Warren Niesłuchowski (Altenstadt, October 11, 1946 – New York, June 17, 2019) was an American-Polish artist, writer, editor, translator and Vietnam War deserter who "inspired philosophical questions for many about home, exile, and family." According to ArtReview, his "nomadic lifestyle came to be considered as an artwork in itself."

== Early life ==
Born in a displaced person camp in Altenstadt, Germany to a Polish-Ukrainian couple, Niesłuchowski's family immigrated to the United States. He was raised in New Bedford, Massachusetts, and attended the College of the Holy Cross in Worcester. In 1968 Niesłuchowski moved to Europe to desert the Vietnam War draft. He initially settled in Paris where he performed with the Bread and Puppet Theater throughout Europe and in Asia. He returned to the US in 1974, after Gerald Ford offered amnesty to Vietnam deserters, and enrolled in an undergraduate art programme at Harvard. Following a chance meeting with the then director of the P.S.1 Contemporary Art Center Alanna Heiss, he moved to New York to become Heiss's assistant. After losing his East Village apartment, Niesłuchowski adopted a nomadic lifestyle, often staying with friends across the globe.
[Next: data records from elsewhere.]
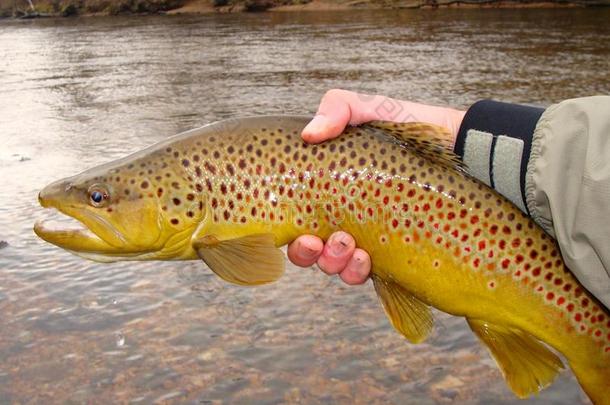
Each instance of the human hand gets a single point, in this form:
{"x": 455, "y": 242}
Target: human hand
{"x": 338, "y": 109}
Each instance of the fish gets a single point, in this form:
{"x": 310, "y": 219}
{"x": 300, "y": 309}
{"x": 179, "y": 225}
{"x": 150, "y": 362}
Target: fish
{"x": 233, "y": 192}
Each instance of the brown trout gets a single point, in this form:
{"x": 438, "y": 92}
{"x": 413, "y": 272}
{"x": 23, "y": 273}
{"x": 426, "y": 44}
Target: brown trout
{"x": 232, "y": 192}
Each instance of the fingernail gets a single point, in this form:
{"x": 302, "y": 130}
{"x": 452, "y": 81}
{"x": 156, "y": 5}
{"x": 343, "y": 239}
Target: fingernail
{"x": 338, "y": 244}
{"x": 359, "y": 268}
{"x": 306, "y": 251}
{"x": 317, "y": 125}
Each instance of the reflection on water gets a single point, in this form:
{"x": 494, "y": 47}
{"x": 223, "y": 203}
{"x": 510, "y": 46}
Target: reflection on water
{"x": 78, "y": 92}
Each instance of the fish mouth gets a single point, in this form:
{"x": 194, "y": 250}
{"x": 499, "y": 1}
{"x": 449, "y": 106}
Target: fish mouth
{"x": 94, "y": 235}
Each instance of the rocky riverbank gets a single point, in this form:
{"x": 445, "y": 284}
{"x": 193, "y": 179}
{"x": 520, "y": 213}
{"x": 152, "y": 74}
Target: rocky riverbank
{"x": 67, "y": 8}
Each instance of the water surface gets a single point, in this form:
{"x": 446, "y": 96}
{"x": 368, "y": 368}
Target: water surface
{"x": 78, "y": 92}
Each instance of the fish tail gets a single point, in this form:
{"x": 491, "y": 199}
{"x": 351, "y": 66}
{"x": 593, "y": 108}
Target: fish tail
{"x": 595, "y": 381}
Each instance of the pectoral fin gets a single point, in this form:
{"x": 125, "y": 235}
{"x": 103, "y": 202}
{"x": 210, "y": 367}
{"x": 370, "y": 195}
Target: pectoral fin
{"x": 248, "y": 260}
{"x": 528, "y": 366}
{"x": 408, "y": 315}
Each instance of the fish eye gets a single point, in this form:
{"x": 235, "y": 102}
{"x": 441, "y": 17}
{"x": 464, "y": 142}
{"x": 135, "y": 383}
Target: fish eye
{"x": 97, "y": 196}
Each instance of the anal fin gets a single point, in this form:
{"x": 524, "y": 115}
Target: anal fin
{"x": 527, "y": 365}
{"x": 408, "y": 315}
{"x": 248, "y": 260}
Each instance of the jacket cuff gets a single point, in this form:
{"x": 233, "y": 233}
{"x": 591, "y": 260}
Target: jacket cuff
{"x": 495, "y": 141}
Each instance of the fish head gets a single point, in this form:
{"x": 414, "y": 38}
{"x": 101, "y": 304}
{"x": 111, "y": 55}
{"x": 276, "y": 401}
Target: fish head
{"x": 120, "y": 220}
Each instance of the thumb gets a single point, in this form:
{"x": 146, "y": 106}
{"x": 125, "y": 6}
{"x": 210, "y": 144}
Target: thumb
{"x": 331, "y": 119}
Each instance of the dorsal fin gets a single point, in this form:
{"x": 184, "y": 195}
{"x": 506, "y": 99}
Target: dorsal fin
{"x": 430, "y": 141}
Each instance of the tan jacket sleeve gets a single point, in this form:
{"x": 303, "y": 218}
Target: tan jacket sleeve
{"x": 567, "y": 186}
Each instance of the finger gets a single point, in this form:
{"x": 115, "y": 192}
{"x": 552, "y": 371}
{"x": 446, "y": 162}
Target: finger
{"x": 357, "y": 269}
{"x": 338, "y": 250}
{"x": 334, "y": 114}
{"x": 305, "y": 250}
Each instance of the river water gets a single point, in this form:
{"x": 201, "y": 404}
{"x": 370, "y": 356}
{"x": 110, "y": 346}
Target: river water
{"x": 78, "y": 92}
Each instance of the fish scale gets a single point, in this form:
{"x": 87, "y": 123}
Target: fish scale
{"x": 435, "y": 235}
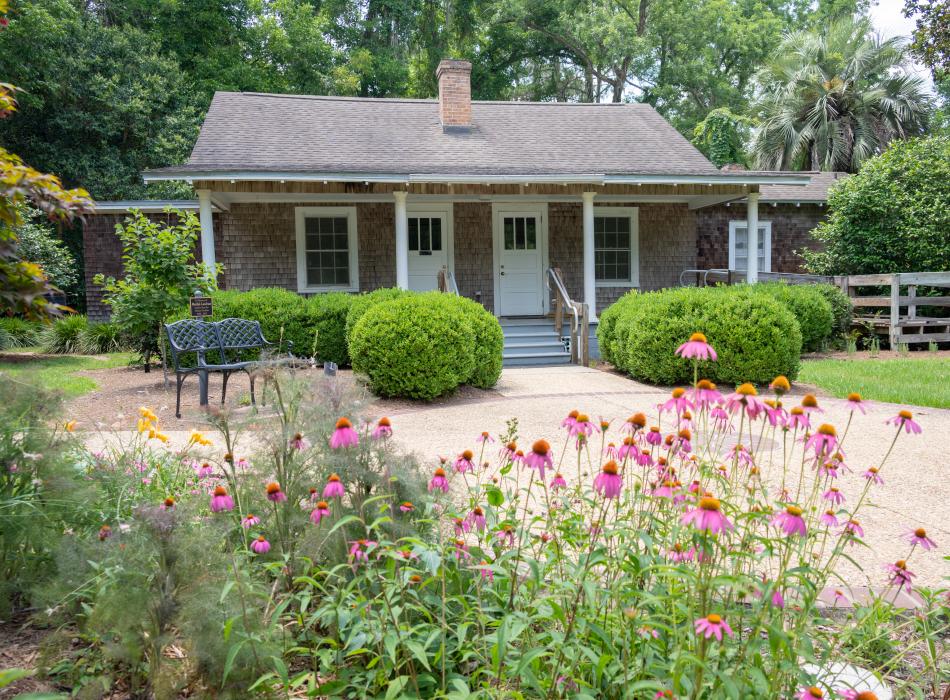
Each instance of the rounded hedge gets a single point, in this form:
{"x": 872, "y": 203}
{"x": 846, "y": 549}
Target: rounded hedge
{"x": 810, "y": 308}
{"x": 414, "y": 346}
{"x": 327, "y": 317}
{"x": 755, "y": 336}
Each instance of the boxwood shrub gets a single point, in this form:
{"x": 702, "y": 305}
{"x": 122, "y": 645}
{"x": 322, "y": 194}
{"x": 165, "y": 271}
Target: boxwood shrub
{"x": 810, "y": 307}
{"x": 424, "y": 345}
{"x": 755, "y": 336}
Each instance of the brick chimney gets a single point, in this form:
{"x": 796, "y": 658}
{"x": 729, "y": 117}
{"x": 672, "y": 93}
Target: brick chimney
{"x": 455, "y": 94}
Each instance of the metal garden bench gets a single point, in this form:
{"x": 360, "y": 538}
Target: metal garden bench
{"x": 226, "y": 339}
== Career in Publishing ==
Niesłuchowski worked for many years as a freelance editor for Routledge. He then worked on many books and exhibition catalogues both as translator and writer, including Joan Jonas: Five Works (Queens Museum of Art, 2005); A Wall of Two: Poems of Resistance and Suffering from Kraków to Buchenwald and Beyond (University of California Press, 2007); MoMA PS1: A History (The Museum of Modern Art, New York, 2019); and Pop or Populus: Art Between High and Low (Sternberg Press, Berlin, 2010).

== Legacy ==
Niesłuchowski was the subject of two video works by American artist Simon Leung, Warren Piece (1993) and War After War (2011).
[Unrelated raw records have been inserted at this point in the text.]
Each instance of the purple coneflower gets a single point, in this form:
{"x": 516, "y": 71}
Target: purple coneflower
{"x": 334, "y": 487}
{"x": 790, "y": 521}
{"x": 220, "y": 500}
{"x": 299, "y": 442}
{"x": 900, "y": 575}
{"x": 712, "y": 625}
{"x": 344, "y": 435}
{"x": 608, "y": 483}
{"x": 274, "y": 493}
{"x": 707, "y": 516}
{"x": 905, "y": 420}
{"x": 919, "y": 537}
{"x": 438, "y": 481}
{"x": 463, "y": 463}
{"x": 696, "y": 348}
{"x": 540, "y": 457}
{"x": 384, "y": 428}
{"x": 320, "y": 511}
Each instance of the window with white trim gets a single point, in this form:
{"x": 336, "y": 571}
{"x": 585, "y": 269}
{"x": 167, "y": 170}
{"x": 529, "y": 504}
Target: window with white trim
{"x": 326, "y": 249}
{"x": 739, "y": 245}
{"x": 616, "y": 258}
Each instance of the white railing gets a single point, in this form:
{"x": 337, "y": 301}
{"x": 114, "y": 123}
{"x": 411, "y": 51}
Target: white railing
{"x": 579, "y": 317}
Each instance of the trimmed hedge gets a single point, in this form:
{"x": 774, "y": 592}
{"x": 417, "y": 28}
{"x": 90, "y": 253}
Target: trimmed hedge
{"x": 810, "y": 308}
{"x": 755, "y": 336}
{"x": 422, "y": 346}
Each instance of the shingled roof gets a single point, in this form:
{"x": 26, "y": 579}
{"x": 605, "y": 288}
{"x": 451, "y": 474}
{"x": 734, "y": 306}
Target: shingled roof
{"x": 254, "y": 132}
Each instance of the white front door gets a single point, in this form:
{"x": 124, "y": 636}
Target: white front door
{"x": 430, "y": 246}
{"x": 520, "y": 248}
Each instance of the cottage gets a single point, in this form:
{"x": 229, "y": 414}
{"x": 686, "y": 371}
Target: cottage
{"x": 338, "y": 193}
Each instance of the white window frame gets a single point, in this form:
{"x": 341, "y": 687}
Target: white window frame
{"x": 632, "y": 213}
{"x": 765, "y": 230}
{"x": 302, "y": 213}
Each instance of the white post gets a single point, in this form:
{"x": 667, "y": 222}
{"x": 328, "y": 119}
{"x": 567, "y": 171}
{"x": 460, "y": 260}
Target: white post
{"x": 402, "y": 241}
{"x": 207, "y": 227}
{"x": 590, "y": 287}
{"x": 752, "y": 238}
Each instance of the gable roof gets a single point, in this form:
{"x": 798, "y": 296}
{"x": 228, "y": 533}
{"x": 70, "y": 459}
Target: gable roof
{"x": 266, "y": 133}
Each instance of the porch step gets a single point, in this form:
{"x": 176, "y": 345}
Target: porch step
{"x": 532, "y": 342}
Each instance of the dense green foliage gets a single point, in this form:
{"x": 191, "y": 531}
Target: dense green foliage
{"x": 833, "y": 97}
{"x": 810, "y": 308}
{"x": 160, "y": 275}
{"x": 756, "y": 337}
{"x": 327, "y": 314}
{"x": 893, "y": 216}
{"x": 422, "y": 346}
In 2013 Polish filmmaker Dominik Lejman created a piece on him called Portrait of a Philosopher (Warren Niesluchowski),
In 2020, Joanna Warsza and Sina Najafi curated the exhibition “And Warren Niesłuchowski Was There: Guest, Host, Ghost” about Niesłuchowski's life. The exhibition opened at Cabinet magazine's event space in Berlin before traveling to the Foksal Gallery Foundation in Warsaw. A book of the same title was co-published that year by Cabinet Books and the Museum of Modern Art in Warsaw.